La noticia de que era portador cayó en el vacío; la escopeta de don Bernardino marró el tiro lastimosamente. ¡A buen puerto iba con sus historias de empréstitos, sabidas de memoria y olvidadas de puro sabidas! Que se hacía el empréstito; perfectamente, ¿y qué? ¿quién beneficiaba de él? ¿el país? ¿el comercio? ¡Quite usted allá, señor don Bernardino! Muchos se encogían de hombros. Y el oro, desconfiado como ninguno, asentado con firmeza sobre el 348, no se movía, imperturbable; apostrofábanle los bajistas, le hostigaban los alcistas, y él, quieto, cansado, sin duda, de su ascensión violenta, esperando nuevas fuerzas para seguir su vuelo de águila. Esteven, entretanto, se irritaba. El creía que la salvación de todos estaba en el empréstito; es una deuda que se contrae para pagar otras deudas, es pedir al vecino de enfrente, lo que se debe al vecino del lado; pero lo principal, lo esencialísimo es tener dinero, venga de donde viniere. Se alborotaba con esto. Le parecía verse ya, en compañía del ilustre Eneene, hundiendo las pecadores manos en las arcas recién llegadas, acariciar las flamantes monedas y atiborrarse de ellas los bolsillos, glotonamente. Su cara reflejaba la concupiscencia en que ardía; sus ojos se cerraban, para mantener por más tiempo la deslumbradora visión: un río de oro deslizándose con suave murmullo, y él, en la orilla, llenando sus cántaros, tan numerosos que no podían contarse.

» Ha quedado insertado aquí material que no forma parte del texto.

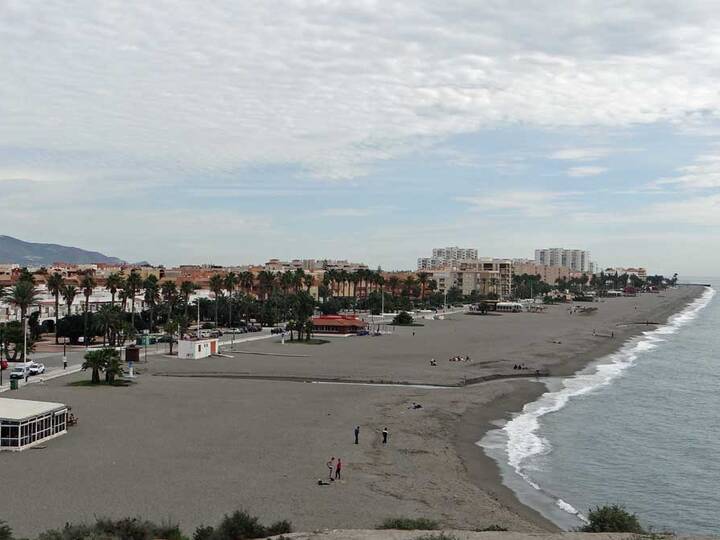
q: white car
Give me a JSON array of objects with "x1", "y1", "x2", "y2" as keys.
[
  {"x1": 10, "y1": 366, "x2": 30, "y2": 379},
  {"x1": 30, "y1": 362, "x2": 45, "y2": 375}
]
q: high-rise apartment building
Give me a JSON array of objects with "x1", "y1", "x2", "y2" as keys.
[
  {"x1": 418, "y1": 246, "x2": 477, "y2": 270},
  {"x1": 535, "y1": 248, "x2": 593, "y2": 272}
]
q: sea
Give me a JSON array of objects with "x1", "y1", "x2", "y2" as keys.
[{"x1": 478, "y1": 278, "x2": 720, "y2": 534}]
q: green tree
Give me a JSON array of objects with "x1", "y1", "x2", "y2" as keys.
[
  {"x1": 124, "y1": 269, "x2": 143, "y2": 327},
  {"x1": 9, "y1": 279, "x2": 38, "y2": 362},
  {"x1": 82, "y1": 348, "x2": 112, "y2": 384},
  {"x1": 47, "y1": 272, "x2": 65, "y2": 344},
  {"x1": 225, "y1": 272, "x2": 240, "y2": 328},
  {"x1": 80, "y1": 270, "x2": 97, "y2": 347},
  {"x1": 580, "y1": 504, "x2": 645, "y2": 534},
  {"x1": 180, "y1": 281, "x2": 197, "y2": 319},
  {"x1": 210, "y1": 274, "x2": 225, "y2": 328},
  {"x1": 258, "y1": 270, "x2": 275, "y2": 300},
  {"x1": 105, "y1": 272, "x2": 125, "y2": 306},
  {"x1": 62, "y1": 285, "x2": 77, "y2": 317},
  {"x1": 143, "y1": 274, "x2": 160, "y2": 332}
]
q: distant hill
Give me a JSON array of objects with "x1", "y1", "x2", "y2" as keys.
[{"x1": 0, "y1": 235, "x2": 124, "y2": 266}]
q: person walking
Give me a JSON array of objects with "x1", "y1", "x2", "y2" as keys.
[{"x1": 335, "y1": 458, "x2": 342, "y2": 480}]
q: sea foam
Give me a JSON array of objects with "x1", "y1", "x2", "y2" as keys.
[{"x1": 479, "y1": 288, "x2": 715, "y2": 521}]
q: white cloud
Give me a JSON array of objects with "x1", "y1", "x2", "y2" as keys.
[
  {"x1": 567, "y1": 166, "x2": 607, "y2": 176},
  {"x1": 0, "y1": 0, "x2": 720, "y2": 179},
  {"x1": 456, "y1": 191, "x2": 575, "y2": 217},
  {"x1": 320, "y1": 208, "x2": 374, "y2": 217},
  {"x1": 550, "y1": 147, "x2": 613, "y2": 161},
  {"x1": 652, "y1": 151, "x2": 720, "y2": 190}
]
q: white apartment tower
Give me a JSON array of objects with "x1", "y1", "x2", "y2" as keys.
[
  {"x1": 535, "y1": 248, "x2": 593, "y2": 272},
  {"x1": 418, "y1": 246, "x2": 477, "y2": 270}
]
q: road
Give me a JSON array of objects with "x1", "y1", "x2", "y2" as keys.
[{"x1": 0, "y1": 328, "x2": 279, "y2": 392}]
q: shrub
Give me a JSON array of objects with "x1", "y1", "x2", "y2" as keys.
[
  {"x1": 580, "y1": 504, "x2": 645, "y2": 534},
  {"x1": 415, "y1": 533, "x2": 460, "y2": 540},
  {"x1": 38, "y1": 518, "x2": 183, "y2": 540},
  {"x1": 193, "y1": 525, "x2": 215, "y2": 540},
  {"x1": 204, "y1": 510, "x2": 292, "y2": 540},
  {"x1": 393, "y1": 311, "x2": 413, "y2": 326},
  {"x1": 475, "y1": 525, "x2": 507, "y2": 532},
  {"x1": 377, "y1": 517, "x2": 440, "y2": 531},
  {"x1": 0, "y1": 519, "x2": 12, "y2": 540}
]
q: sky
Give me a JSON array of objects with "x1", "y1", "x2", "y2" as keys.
[{"x1": 0, "y1": 0, "x2": 720, "y2": 275}]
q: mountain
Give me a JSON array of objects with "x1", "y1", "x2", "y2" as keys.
[{"x1": 0, "y1": 235, "x2": 123, "y2": 266}]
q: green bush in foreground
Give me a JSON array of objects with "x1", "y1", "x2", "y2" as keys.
[
  {"x1": 0, "y1": 511, "x2": 292, "y2": 540},
  {"x1": 201, "y1": 511, "x2": 292, "y2": 540},
  {"x1": 0, "y1": 519, "x2": 12, "y2": 540},
  {"x1": 377, "y1": 518, "x2": 440, "y2": 531},
  {"x1": 580, "y1": 504, "x2": 645, "y2": 534},
  {"x1": 415, "y1": 533, "x2": 460, "y2": 540}
]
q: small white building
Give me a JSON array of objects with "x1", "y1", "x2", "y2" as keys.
[
  {"x1": 178, "y1": 338, "x2": 218, "y2": 360},
  {"x1": 0, "y1": 398, "x2": 67, "y2": 450},
  {"x1": 495, "y1": 302, "x2": 523, "y2": 313}
]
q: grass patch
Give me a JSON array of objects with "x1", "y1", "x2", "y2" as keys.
[
  {"x1": 67, "y1": 380, "x2": 132, "y2": 386},
  {"x1": 285, "y1": 338, "x2": 330, "y2": 345},
  {"x1": 377, "y1": 517, "x2": 440, "y2": 531}
]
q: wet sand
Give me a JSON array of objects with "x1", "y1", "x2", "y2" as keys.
[{"x1": 0, "y1": 288, "x2": 701, "y2": 535}]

Rocchio le vió venir y se le echó encima.
—¡Lucidos estamos, señor Esteven!—dijo sacudiendo su cabeza de león.—¿Qué le parece a usted?
Llevóle hasta la pizarra y le señaló la prodigiosa cifra, 348, como se muestra un cometa en el cielo.
—¿No lo ve usted bien?—repuso el italiano,—pues empínese sobre la punta de los pies, porque está muy alta, o eche usted mano de un telescopio; un simple anteojo no basta.
Los dos, pasmados, se callaron. De los ojos de don Bernardino huyó la dorada visión, y sintió los escalofríos de la realidad. Rocchio, que le tenía bajo su mano, no pensó en soltarle; deseaba averiguar muchas cosas, descifrar la charada de don Raimundo. Lo primero que hizo fué preguntarle por el negocio magno concertado entre ambos. Y entonces Esteven habló muy bajo, con misterio, como si tratara de un crimen y temiera verse descubierto.
—Mal, mi amigo; ¡buenos están los tiempos! Todo lo que he conseguido, es que la propuesta sea incluída en las sesiones de prórroga.
—Pero entonces el diputado aquel...
—Se ha dado vuelta en el último momento.
—Haber doblado la propina, haberla triplicado—exclamó Rocchio con impaciencia.